Georgetown University

Financial Markets

This course begins with a review of the building block concept of the time value of money and quickly moves onto bond and stock valuation; the relation between risk and return; and the ongoing debate about the workings of financial markets according to the Efficient Market Hypothesis and the alternative hypothesis of Behavioral Finance.

Learning Outcomes of Financial Markets

  • Know how to value government and corporate bonds.
  • Understand what determines the shape of the Treasury yield curve.
  • Know how to value stocks using the Discounted Dividend Model
  • Know how to estimate the risk and expected return of stocks and bonds.
  • Quantify the benefits of diversification.
  • Estimate the efficient frontier using the Markowitz constrained optimization technique.
  • Apply the Capital Asset Pricing Model (CAPM).
  • Understand alternatives to the CAPM such as the Fama and French 3-Factor Model.
  • Understand the efficient market hypothesis and its implications for personal investing.
  • Understand the competing hypothesis of behavioral finance.
  • Understand how to compute alpha and the joint hypothesis problem.
  • Identify relevant information and apply the tools required to solve complex financial problems.

Click Here for Video Transcript


ALLAN EBERHART: Welcome to Financial Markets, the first course in the master of science in finance or MSF program here at Georgetown University's McDonough School of Business. My name is Allan Eberhart, professor of finance and senior associate dean for the program, and I'm here to provide a quick overview of what we'll be covering in each module.

I'm starting off in module one, which is sometimes also referred to as unit one, with the building blocks of finance called the time value of money. Once you understand this concept you can answer many of the most important questions in finance, such as how much is a bond worth, or a stock? How about personal finance questions such as the computation of a monthly mortgage payment? The tools you'll learn in this module will empower you to answer these questions and many other important questions.

In module two, we're going to show how to value bonds. A bond is a contract where the bond issuer agrees to pay the bondholder some money in the future in exchange for some money at issuance. And a fundamental question in finance is, how much should the bond buyer be willing to pay for the bond? We're going to answer that question in this module with a focus on government bonds. We'll also take a deep dive into something called the yield curve, which shows the relation between interest rates and duration, a concept that I'll explain in detail.

Corporate stocks and bonds are the topics I'll cover in module three. I'll show how to value these securities using discounted cash flow, or DCF analysis, a foundational valuation method based on the time value of money principles I covered in module one and applied in module two. I'll also discuss the issuance process for corporate stocks and bonds and the multiples approach to stock valuation.

The fourth module is about risk and return.
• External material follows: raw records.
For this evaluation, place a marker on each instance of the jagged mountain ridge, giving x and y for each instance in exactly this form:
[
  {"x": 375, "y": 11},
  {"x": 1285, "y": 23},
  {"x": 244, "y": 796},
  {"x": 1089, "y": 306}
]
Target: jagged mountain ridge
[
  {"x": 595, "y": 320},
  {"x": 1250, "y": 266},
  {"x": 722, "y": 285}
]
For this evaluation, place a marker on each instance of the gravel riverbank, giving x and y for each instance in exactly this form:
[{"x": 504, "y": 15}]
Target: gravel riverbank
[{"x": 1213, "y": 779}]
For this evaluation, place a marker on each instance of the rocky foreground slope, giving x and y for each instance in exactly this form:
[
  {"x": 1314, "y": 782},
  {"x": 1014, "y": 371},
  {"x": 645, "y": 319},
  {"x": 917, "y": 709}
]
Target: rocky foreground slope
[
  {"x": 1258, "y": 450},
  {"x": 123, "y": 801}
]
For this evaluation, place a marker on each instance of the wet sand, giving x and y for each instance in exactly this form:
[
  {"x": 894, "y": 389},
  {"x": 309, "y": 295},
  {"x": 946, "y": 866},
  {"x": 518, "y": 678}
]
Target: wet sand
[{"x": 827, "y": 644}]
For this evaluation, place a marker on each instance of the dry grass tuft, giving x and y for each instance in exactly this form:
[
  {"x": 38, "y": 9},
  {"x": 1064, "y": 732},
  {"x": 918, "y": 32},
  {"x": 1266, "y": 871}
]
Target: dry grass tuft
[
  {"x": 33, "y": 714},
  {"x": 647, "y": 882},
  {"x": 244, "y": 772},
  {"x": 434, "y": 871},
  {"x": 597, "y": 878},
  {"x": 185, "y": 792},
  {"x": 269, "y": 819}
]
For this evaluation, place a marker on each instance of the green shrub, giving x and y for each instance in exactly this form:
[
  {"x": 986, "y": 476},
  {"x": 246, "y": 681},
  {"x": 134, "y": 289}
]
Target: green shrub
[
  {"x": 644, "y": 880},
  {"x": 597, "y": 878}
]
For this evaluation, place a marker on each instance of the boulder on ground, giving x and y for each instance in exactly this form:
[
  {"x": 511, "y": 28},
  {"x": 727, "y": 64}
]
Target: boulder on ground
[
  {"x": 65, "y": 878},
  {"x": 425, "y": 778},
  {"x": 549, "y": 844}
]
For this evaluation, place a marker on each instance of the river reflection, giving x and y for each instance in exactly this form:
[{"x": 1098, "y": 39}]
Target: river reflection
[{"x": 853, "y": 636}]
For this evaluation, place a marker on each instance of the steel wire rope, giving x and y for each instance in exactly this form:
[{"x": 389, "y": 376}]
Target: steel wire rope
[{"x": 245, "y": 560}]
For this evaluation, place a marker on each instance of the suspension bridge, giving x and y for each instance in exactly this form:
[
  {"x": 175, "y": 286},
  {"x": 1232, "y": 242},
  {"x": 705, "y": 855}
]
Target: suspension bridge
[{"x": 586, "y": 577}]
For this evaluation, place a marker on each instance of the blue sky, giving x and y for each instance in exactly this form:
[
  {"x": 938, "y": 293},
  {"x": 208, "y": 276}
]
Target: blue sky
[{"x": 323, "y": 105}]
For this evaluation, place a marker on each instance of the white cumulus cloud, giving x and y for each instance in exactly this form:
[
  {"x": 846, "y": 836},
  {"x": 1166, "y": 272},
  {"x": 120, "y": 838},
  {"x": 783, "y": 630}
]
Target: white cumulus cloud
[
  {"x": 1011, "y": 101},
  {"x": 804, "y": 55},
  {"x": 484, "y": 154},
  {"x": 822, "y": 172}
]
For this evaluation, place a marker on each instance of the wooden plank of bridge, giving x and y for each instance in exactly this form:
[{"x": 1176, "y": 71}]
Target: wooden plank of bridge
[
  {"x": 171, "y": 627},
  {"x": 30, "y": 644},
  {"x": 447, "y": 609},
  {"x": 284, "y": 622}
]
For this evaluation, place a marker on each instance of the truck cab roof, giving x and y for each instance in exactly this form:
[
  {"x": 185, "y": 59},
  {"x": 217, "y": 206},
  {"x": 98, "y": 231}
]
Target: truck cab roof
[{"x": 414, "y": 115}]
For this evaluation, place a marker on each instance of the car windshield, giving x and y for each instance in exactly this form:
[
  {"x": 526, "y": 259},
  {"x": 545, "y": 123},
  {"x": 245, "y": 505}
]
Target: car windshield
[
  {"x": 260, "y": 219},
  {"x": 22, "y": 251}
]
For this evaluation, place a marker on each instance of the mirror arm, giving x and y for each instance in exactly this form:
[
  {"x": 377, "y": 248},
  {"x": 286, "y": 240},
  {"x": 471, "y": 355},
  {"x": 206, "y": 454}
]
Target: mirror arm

If you're like most investors, you like high expected returns but aren't so fond of high risk. We'll talk about how we can measure expected return in risk and how the notion of risk changes when we can form a portfolio by diversifying across multiple investments. We'll also show how to find the optimal trade-off between risk and expected return.

In module five, we're going to build on our discussion of risk and expected return and dive into asset pricing models, which provide explicit guidance on where you should invest your money and how to estimate the expected return to individual investments. It's extraordinarily powerful material that you should find immediately applicable to your own personal investing decisions and for your work as a finance professional.

Module six, our last module and it covers a big topic, how the financial markets work. There are two competing views on this, on the one hand, we have the efficient markets view. On the other hand, we've got the behavioral finance view. And we're going to have a cage match between these two views. I'll conclude with my take on what this debate means for the practice of finance. So welcome again to Financial Markets. I'm thrilled to be teaching this course and I look forward to seeing you in module one.